From The Times (London), 9 Jul 1872, p 11:


COURT OF QUEEN’S BENCH, Guildhall July 8 (Sittings at Nisi Prius, before Mr. Justice HANNEN and a Special Jury.)



            This case arose out of a contract for the sale of jute.  It was an action by the sellers against the buyers for non-acceptance of the jute, the defence being that it was not the kind of jute sold, and this raised a question whether such a defence can be set up when it is expressed that there is to be no guarantee of quality, but the commodity is described by known marks.

            Sir J. Karslake, Mr. Edlin, Q.C., and Mr. Graham were for the plaintiff; Sir G. Honyman, Q.C., Mr. C. Butt, Q.C., Mr. Watkin Williams, and Mr. Ingham were for the defendant.

            The sale note, on which the case turned, was follows:

--“Bought, by order and for account of Messrs. Rehder and Co., the following jute of Messrs. Agelasto and Sagrandi: --1,500 bales of their C.A. (3) mark, crop of 1870, at 20/. Per ton, June-July shipment, to arrive in London per ship or ships from Calcutta; ship’s name, unless given above, to be declared within two months from date of bill of lading.  The jute to be taken without guarantee of quality, but to be in fair merchantable condition.”  The jute was rejected as not being according to contract, and the case for the defence was that it was another and an inferior kind of jute, not really corresponding with the mark C.A.,(3), and evidence was called to sustain this defence, while evidence was given for the plaintiff that the jute fairly answered the description.

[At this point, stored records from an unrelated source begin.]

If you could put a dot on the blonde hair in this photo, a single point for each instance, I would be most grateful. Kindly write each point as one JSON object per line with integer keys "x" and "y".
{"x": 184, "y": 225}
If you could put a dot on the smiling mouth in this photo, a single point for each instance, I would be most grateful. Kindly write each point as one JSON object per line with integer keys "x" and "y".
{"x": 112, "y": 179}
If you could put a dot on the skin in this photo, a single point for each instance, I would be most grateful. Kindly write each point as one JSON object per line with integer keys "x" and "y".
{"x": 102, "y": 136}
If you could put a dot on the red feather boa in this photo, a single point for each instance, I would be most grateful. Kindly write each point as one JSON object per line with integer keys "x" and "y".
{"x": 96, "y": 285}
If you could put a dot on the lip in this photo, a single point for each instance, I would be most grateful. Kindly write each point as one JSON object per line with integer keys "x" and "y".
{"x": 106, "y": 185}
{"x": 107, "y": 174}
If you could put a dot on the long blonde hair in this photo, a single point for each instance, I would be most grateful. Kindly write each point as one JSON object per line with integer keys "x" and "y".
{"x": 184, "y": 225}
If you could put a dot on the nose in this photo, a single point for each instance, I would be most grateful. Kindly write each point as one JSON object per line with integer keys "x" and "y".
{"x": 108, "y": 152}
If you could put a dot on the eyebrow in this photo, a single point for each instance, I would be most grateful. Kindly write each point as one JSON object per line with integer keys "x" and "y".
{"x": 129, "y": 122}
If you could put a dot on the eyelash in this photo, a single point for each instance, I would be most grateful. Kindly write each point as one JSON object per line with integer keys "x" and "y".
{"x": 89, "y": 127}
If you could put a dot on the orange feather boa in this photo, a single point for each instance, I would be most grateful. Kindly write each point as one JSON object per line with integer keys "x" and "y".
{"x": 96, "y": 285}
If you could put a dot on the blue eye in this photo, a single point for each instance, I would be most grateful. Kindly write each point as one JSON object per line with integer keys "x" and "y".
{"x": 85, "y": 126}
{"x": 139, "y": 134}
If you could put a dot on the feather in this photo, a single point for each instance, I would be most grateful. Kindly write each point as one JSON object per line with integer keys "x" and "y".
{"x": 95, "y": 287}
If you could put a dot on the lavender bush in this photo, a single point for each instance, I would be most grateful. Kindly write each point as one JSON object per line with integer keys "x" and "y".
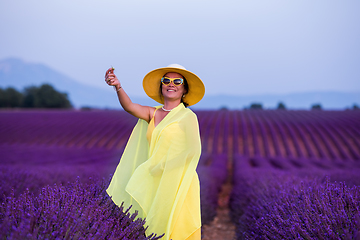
{"x": 76, "y": 211}
{"x": 284, "y": 205}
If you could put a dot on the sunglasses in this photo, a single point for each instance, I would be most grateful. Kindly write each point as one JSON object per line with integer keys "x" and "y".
{"x": 176, "y": 81}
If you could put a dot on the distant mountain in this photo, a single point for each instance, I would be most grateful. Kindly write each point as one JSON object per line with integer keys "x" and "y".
{"x": 19, "y": 74}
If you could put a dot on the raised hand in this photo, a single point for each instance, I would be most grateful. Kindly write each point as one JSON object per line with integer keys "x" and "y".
{"x": 111, "y": 79}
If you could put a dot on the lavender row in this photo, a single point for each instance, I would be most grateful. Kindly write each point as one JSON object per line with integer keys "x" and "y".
{"x": 76, "y": 211}
{"x": 295, "y": 205}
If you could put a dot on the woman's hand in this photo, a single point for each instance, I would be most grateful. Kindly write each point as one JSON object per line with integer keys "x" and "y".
{"x": 111, "y": 79}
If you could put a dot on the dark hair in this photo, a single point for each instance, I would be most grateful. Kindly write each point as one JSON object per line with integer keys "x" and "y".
{"x": 186, "y": 87}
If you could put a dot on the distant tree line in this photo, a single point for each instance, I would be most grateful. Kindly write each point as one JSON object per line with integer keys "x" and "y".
{"x": 281, "y": 106}
{"x": 44, "y": 96}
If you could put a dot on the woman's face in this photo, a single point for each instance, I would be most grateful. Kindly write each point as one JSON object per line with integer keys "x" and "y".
{"x": 171, "y": 91}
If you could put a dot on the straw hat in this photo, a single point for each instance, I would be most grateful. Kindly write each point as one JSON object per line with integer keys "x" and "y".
{"x": 152, "y": 80}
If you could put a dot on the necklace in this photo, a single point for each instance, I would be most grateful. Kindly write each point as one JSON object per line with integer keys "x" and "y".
{"x": 165, "y": 109}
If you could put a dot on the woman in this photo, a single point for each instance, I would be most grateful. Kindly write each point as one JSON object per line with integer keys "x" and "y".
{"x": 156, "y": 173}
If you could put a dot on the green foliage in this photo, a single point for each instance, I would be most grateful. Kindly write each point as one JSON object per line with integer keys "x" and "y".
{"x": 10, "y": 98}
{"x": 44, "y": 96}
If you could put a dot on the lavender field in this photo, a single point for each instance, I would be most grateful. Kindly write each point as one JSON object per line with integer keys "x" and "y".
{"x": 294, "y": 174}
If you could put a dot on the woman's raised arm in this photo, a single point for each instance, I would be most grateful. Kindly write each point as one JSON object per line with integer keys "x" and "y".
{"x": 139, "y": 111}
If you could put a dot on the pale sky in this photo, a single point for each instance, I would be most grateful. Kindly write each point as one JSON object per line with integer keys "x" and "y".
{"x": 236, "y": 47}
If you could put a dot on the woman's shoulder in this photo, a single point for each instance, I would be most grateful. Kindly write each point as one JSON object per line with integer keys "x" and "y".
{"x": 189, "y": 114}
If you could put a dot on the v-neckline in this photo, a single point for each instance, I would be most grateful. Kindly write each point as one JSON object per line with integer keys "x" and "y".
{"x": 161, "y": 119}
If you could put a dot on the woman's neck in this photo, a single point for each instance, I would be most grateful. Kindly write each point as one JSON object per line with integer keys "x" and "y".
{"x": 168, "y": 105}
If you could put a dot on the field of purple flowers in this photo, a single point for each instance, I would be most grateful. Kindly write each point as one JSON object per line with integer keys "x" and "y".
{"x": 294, "y": 173}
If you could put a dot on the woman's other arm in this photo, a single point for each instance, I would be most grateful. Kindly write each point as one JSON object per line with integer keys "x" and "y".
{"x": 139, "y": 111}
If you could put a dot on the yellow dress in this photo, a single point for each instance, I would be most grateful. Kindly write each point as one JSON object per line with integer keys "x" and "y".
{"x": 159, "y": 179}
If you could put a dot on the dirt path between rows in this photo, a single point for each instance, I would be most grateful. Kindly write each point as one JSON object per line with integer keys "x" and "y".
{"x": 221, "y": 227}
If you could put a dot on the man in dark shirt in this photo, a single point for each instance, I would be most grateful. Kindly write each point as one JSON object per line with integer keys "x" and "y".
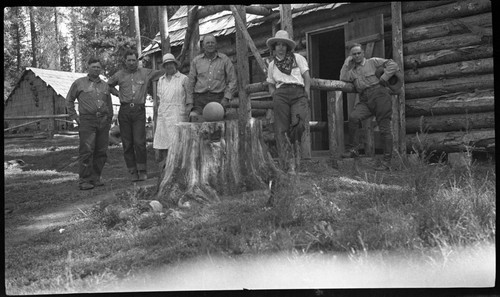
{"x": 94, "y": 120}
{"x": 133, "y": 84}
{"x": 211, "y": 78}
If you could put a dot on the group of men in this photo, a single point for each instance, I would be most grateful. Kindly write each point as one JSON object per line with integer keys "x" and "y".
{"x": 211, "y": 78}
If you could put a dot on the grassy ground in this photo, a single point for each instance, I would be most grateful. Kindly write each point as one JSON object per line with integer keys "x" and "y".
{"x": 59, "y": 239}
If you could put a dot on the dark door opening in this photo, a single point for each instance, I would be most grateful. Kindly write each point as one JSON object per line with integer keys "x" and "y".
{"x": 327, "y": 55}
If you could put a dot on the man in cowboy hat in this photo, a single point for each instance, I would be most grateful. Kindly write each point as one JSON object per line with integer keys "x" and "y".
{"x": 173, "y": 106}
{"x": 374, "y": 99}
{"x": 211, "y": 77}
{"x": 289, "y": 85}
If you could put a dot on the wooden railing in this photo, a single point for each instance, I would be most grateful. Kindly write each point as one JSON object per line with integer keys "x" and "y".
{"x": 51, "y": 127}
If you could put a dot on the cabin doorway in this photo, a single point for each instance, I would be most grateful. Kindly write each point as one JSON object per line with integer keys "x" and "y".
{"x": 326, "y": 52}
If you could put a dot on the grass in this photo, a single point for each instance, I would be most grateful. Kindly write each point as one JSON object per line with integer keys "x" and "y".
{"x": 424, "y": 209}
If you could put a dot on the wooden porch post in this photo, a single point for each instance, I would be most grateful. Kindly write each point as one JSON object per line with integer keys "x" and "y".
{"x": 397, "y": 49}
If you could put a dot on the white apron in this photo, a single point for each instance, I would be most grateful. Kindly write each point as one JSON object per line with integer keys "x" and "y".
{"x": 172, "y": 109}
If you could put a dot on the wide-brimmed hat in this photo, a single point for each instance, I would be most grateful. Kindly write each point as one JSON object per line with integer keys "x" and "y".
{"x": 395, "y": 82}
{"x": 168, "y": 57}
{"x": 282, "y": 36}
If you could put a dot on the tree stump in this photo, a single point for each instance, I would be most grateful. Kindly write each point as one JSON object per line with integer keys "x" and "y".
{"x": 205, "y": 162}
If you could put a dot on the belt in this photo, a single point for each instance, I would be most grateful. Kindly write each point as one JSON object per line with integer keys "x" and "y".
{"x": 132, "y": 104}
{"x": 97, "y": 114}
{"x": 291, "y": 86}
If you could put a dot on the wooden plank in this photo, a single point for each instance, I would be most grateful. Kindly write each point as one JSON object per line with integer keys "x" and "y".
{"x": 446, "y": 56}
{"x": 446, "y": 86}
{"x": 450, "y": 122}
{"x": 49, "y": 116}
{"x": 21, "y": 125}
{"x": 244, "y": 109}
{"x": 463, "y": 68}
{"x": 456, "y": 141}
{"x": 365, "y": 39}
{"x": 286, "y": 18}
{"x": 399, "y": 101}
{"x": 251, "y": 45}
{"x": 455, "y": 103}
{"x": 164, "y": 33}
{"x": 453, "y": 10}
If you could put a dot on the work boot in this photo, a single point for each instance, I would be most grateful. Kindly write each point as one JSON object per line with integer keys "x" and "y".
{"x": 142, "y": 175}
{"x": 86, "y": 186}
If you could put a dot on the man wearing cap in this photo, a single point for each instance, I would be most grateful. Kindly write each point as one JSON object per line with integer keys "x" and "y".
{"x": 211, "y": 78}
{"x": 94, "y": 120}
{"x": 289, "y": 85}
{"x": 374, "y": 99}
{"x": 133, "y": 84}
{"x": 173, "y": 106}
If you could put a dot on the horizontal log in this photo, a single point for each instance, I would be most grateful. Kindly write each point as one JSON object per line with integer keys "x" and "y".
{"x": 452, "y": 10}
{"x": 450, "y": 122}
{"x": 434, "y": 44}
{"x": 50, "y": 116}
{"x": 448, "y": 27}
{"x": 316, "y": 84}
{"x": 21, "y": 125}
{"x": 480, "y": 66}
{"x": 457, "y": 141}
{"x": 446, "y": 56}
{"x": 480, "y": 101}
{"x": 446, "y": 86}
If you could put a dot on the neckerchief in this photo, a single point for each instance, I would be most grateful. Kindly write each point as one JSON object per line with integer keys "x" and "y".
{"x": 286, "y": 64}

            It appeared in evidence that jute (a species of hemp, grown in the East), varies in its growth, and differs a good deal as it is cut at different seasons of the year, and that different houses adopt different marks and numbers to indicate different kinds or qualities, the letters denoting kinds, and the numbers qualities.  A.C. denoted an assorted cargo, and the evidence for the defence was that this jute was not assorted.

            The learned JUDGE, in summing up the case to the jury, told them this was a mercantile contract which it was for them to construe.  It had apparently been the object of the parties to preclude litigation, though they had not succeeded.  It was beyond a doubt that the jute was to be in fair condition, and that it w as, in fact, seemed beyond a doubt.  The contract, in terms, was to be “without guarantee of quality;” but that must be some limit.  Did the jute fairly come within the description given?  As to this the jury could hardly think that the contract would be satisfied by any jute provided; it had the specified mark and number on the bales.  The marks were intended to designate the kind and description of the article, and buyers would buy on the fait that the marks were true.  Jute that was not really C.A (3) could not be supplied in lieu of jute which really was of that description.  There was no guarantee of the quality of the jute, provided it answered the description given of it.

            The jury, after a brief consultation, retired to consider their verdict.  They were absent less than half an hour, and returned into court with a verdict for the defendant, but without any imputation upon the plaintiffs.

            The learned JUDGE said he entirely agreed.


The firm Agelasto & Sagrandi was dissolved by mutual consent, 1 Jul 1873.